The two of them were leaning toward each other, screaming into the wind, faces contorted, fists clenched—and in the back of his mind, he felt a sadness that this was what they had come down to: Betrayal. Hurt. Anger. It was the flip side to everything that he had thought they had. Everything he thought they were.
This was the kind of argument that wiped all the good parts away, he thought. Permanently.
Jane slashed her hand through the cold air that neither of them paid any attention to. “I took excellent care of you—”
“How long,” he ground out.
“What?”
“How long until you ended up back in my patient room.” When she looked away and crossed her arms over her chest, he nodded. “An hour, right. Maybe longer. And while you were sitting at my hospital bed, while I was out cold, were you giving orders to Ehlena? Consulting with Manny? Tell me, how many patients did you manage to triage or treat during those two hours when you were supposedly taking care of me.”

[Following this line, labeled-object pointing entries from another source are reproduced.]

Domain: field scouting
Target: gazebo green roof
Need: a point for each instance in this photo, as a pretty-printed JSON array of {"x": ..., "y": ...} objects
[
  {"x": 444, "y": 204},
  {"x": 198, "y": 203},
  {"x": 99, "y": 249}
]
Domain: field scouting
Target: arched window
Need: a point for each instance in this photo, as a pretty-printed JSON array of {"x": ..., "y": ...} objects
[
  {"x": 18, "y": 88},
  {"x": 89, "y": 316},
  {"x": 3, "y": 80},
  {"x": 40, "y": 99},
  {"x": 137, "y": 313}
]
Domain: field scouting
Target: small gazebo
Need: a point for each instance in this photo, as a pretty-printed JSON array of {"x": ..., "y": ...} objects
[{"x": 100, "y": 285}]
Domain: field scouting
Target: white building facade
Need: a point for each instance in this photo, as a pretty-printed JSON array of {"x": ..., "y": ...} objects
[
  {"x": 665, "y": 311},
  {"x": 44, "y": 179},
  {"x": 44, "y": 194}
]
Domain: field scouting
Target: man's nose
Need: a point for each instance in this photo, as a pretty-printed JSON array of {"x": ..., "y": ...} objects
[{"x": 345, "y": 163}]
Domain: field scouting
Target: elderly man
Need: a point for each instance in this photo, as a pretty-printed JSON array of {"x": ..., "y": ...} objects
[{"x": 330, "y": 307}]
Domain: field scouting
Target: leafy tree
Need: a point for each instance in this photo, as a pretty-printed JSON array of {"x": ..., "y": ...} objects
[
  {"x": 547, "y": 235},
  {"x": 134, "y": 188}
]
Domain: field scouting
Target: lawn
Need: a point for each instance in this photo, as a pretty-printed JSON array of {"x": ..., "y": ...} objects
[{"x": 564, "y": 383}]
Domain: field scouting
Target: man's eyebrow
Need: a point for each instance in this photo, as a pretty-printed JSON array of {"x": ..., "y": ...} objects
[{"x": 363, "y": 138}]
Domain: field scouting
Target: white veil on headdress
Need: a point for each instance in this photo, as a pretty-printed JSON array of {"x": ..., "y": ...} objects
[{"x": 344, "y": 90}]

Her forest-green eyes shot back to him. “Don’t you dare deflect this onto me. I wasn’t the one making a date with someone else.”
“What I did was wrong, I admit it. But I didn’t follow through on it. I couldn’t. And even though that’s no excuse—”
“Damn right it’s no excuse! You’re a liar now. You’re a liar forever to me—”
Without warning, a truth came out of him. “My mother is dead. Have you noticed that? Have you stopped to think about that at all?”
She was momentarily nonplussed. “What does the Scribe Virgin have to do with this?”
Vishous shook his head slowly. “You never once asked me how I felt. You never even asked me how I found out she was gone.”
Jane looked away again. Swung her eyes back. “I didn’t think it bothered you. You kept going like it was nothing. You hated her.”